In an example of the “sue and settle” policy that the current Administration has sought to curtail, in February 2016, EPA agreed in a consent decree with environmental groups to initiate rulemaking to expand the SPCC program beyond oil to address other hazardous substances. The settlement established an aggressive schedule for EPA to issue regulations under CWA Section 311(j)(1) by mid- to late-2019.
The CWA contemplated the development of “hazardous substance SPCC” regulations over 40 years ago. The operative provision of the Act requires that, “as soon as practicable after October 18, 1972, and from time to time thereafter, the President shall issue regulations consistent with maritime safety and with marine navigation laws . . . establishing procedures, methods, and equipment to prevent discharges of oil and hazardous substances from vessels and from onshore facilities and offshore facilities, and to contain such discharges . . . .” While EPA did promulgate SPCC regulations addressing the storage of oil and petroleum products such as gasoline and diesel fuel, the Agency proposed (in 1978), but never finalized regulations applicable to the storage of hazardous substances.

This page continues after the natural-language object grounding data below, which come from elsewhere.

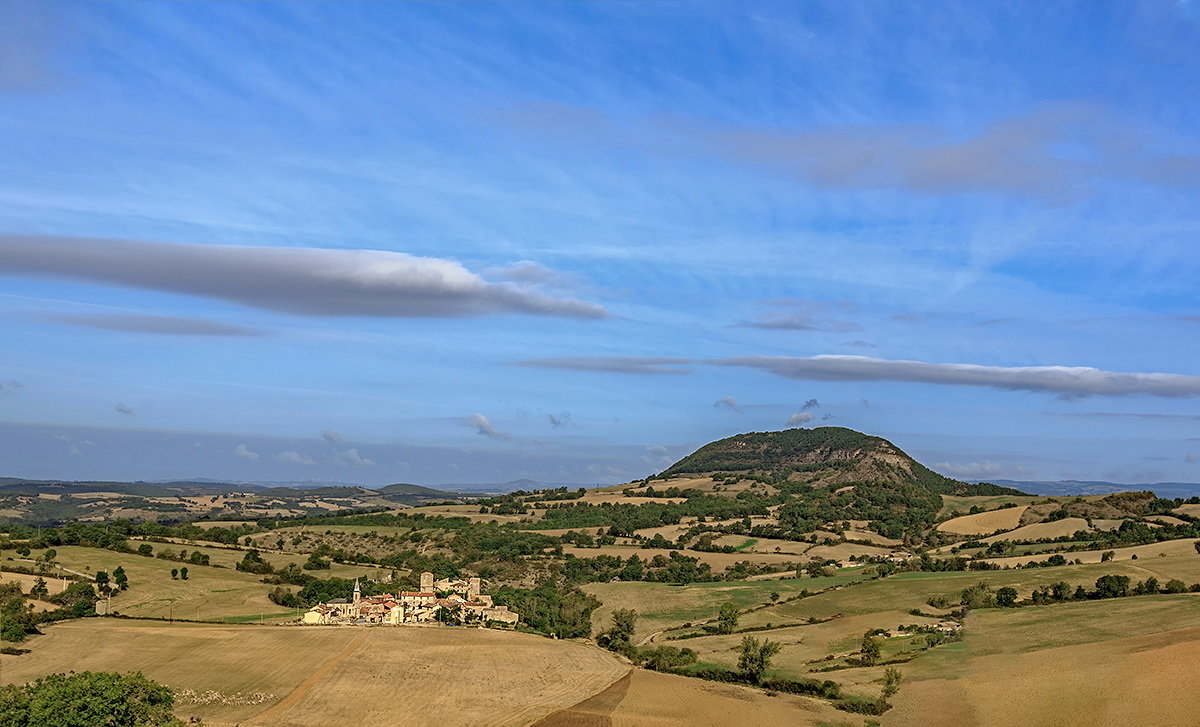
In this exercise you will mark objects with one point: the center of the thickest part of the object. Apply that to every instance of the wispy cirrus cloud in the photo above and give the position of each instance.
(798, 322)
(168, 325)
(484, 427)
(1069, 382)
(1051, 152)
(291, 280)
(293, 457)
(244, 452)
(727, 402)
(642, 365)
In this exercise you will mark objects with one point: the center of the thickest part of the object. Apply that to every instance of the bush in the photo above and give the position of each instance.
(88, 700)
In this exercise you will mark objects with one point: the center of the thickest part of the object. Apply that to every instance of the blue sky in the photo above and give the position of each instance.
(570, 241)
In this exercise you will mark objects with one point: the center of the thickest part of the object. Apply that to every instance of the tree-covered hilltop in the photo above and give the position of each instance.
(822, 456)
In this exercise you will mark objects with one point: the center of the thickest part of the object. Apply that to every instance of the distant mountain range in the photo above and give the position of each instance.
(1163, 490)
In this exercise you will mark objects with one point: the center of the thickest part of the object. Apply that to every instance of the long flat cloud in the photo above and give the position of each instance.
(168, 325)
(1066, 380)
(1050, 152)
(292, 280)
(645, 365)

The SPCC regulations for oil and petroleum products apply to facilities that have the capacity to store more than 1,320 gallons of oil above ground (or 42,000 gallons in underground tanks). They require the development of SPCC plans that include a description of containment, drainage control, and diversionary structures; proper liquid storage areas, container materials, and secondary containment; drainage for raw material storage areas; control for other site features that could produce runoff; secondary containment and treatment processes for truck and railcar liquid loading and unloading areas; and equipment that prevents discharges for in-plant transfer, processing, and materials handling areas. SPCC plans also must address preventative maintenance, facility security, and training. Plans must be reviewed and certified to by a registered professional engineer, and updated every five years, or more frequently, if material changes are made to the facility or its oil storage capacity.

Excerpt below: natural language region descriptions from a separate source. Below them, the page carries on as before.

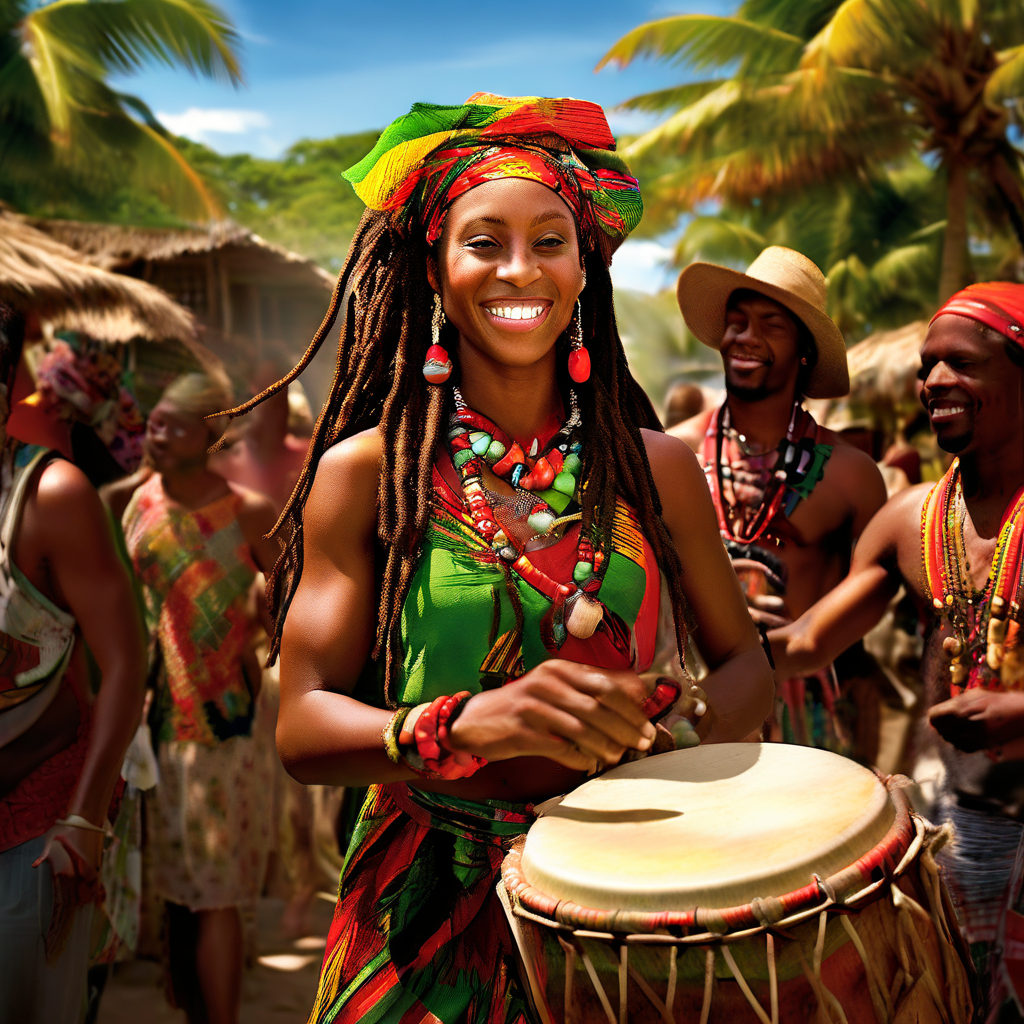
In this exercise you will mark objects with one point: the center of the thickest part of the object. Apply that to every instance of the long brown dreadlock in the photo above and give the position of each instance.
(386, 305)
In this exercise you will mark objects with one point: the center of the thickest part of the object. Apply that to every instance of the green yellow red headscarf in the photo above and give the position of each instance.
(426, 159)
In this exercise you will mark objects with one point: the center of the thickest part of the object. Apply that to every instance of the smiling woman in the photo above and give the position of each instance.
(471, 582)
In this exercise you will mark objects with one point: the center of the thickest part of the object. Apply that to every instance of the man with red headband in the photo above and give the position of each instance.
(958, 548)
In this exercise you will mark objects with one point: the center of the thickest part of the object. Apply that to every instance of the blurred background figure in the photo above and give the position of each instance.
(81, 409)
(266, 456)
(197, 544)
(683, 401)
(68, 606)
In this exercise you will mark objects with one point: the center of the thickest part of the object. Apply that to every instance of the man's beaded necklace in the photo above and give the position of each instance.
(545, 485)
(980, 620)
(799, 466)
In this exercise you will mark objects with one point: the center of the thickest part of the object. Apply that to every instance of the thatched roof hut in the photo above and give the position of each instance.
(42, 276)
(250, 297)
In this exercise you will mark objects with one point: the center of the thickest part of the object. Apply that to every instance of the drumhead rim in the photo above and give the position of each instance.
(883, 859)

In suing EPA over the failure to adopt a version of SPCC for hazardous substances, environmental groups cited a series of chemical spill incidents that gained widespread media exposure over the last decade. The groups’ alleged that not only are onshore hazardous-substance storage facilities “subject to neither state nor federal regulation,” there are also “thousands of self-reported hazardous-substance spills from onshore facilities each year,” hundreds of which reach waters subject to CWA jurisdiction. In addition, the complaint asserted that “hazardous-substance spills from non-transportation-related onshore facilities pose a disproportionate threat to low-income communities and communities of color.”
Environmental groups already are condemning the proposed decision not to proceed with a rulemaking, and litigation is highly likely to follow if the proposal is finalized.
A 60-day comment period will commence as soon as the proposal is formally published in the Federal Register.